Had my pan had taller sides, it probably would have been okay. Instead, it spilled out over the top of the pan and onto my oven. Nothing like the smell of burning cake wafting through the house late at night.
When I dumped it out of the pan, it started falling apart. I was upset, but decided to sleep on it and see in the morning if I could salvage it or if I should start all over.
I’m comfortable improvising in the kitchen, but not when it comes to baking. Baking is chemistry. And chemistry? Not my bag. I ended up getting exempted from chemistry lab in high school because of my ability to set things on fire and blow things up without being able to explain how I just did that. My love of profanities didn’t help the situation either. When you come close to setting your chemistry lab partner on fire, it’s best to not say “oh shit” and then burst into uncontrolled giggles apparently. (The same can be said for cutting your family’s hair. Whoops is also not a good word to use in these situations.)

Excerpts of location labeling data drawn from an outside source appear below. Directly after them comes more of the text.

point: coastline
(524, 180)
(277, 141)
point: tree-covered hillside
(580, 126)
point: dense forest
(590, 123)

My instinct told me to use two pans and I should have listened. From here on out, I will be better about listening to that voice. I even noted in the cookbook to use two pans next time. Chemistry and altering recipes might not be my thing, but I can tell when to use a different pan than called for. I have successfully made cupcakes from a cake recipe before, so I really should have known better.
I decided to try putting the cake together with filling and frosting. This was the first layer cake I’d attempted since the cake class I’d assisted with in February and I felt confident enough in the skills I’d picked up there to try it.
The recipe I was following was Chocolate Blackout Cake from Wayne Harley Brachman’s Retro Desserts cookbook. I love this cookbook. The lemon square recipe in this is my go-to. The cream filled chocolate cupcake recipe? One of my standards. So I trust this cookbook. I think I just forgot that pastry chefs tend to have better equipment than us home chefs and their cake pans are taller. It made a difference here.
I learned in my cake class a good way to keep the filling contained between your cake layers is to pipe a row of frosting around the edge. This cake was being frosted in a ganache frosting. I wasn’t sure how this would work as my edging, so after some brainstorming, I made a chocolate whipped cream and used that to keep the pudding filling in place. It also gave me a good chance to practice using my pastry bag. I still need practice.
Turns out the whipped cream came in handy. After I got the cake together and frosted, it was most definitely what you would call ‘wonky’. One side had a huge divot where the cake had fallen apart and I wasn’t able to patch it with frosting. Buttercream is much more forgiving than ganache when you have a cake that has structural issues. The recipe called for toasting cake crumbs and using them to coat the cake. I have tried toasting the cake crumbs in making this cake before and didn’t care for it. I just let the cake crumbs sit out over night and after a skim coat of whipped cream, I coated it in crumbs.
The birthday boy’s request was for ‘chocolate, chocolate, chocolate and maybe some fruit’. With that in mind, I cut some strawberries in half and used the very last of the chocolate whipped cream to ‘glue’ them to the sides of the cake. A little time in the refrigerator to firm everything up and voila, chocolate chocolate chocolate cake with some fruit.
The finished product was tasty. I doubled the ganache frosting and used a full batch of the pudding. Next time I might try a double batch of pudding, as I like a nice thick filling between my cake layers. (The recipe in the cookbook calls for 1/2 batch. Definitely not enough.) Despite the structural issues, the cake itself was just right – not too dry, not too moist. It could have used more pudding as filling but everyone seemed to like it just fine the way it was. Thankfully, thirteen year old boys are much easier to please than forty-something amateur pastry chefs. Although I do get a kick out of hearing them talk about how I’m going to make the next birthday boy an even better cake than this one. That’s my kind of trash talk.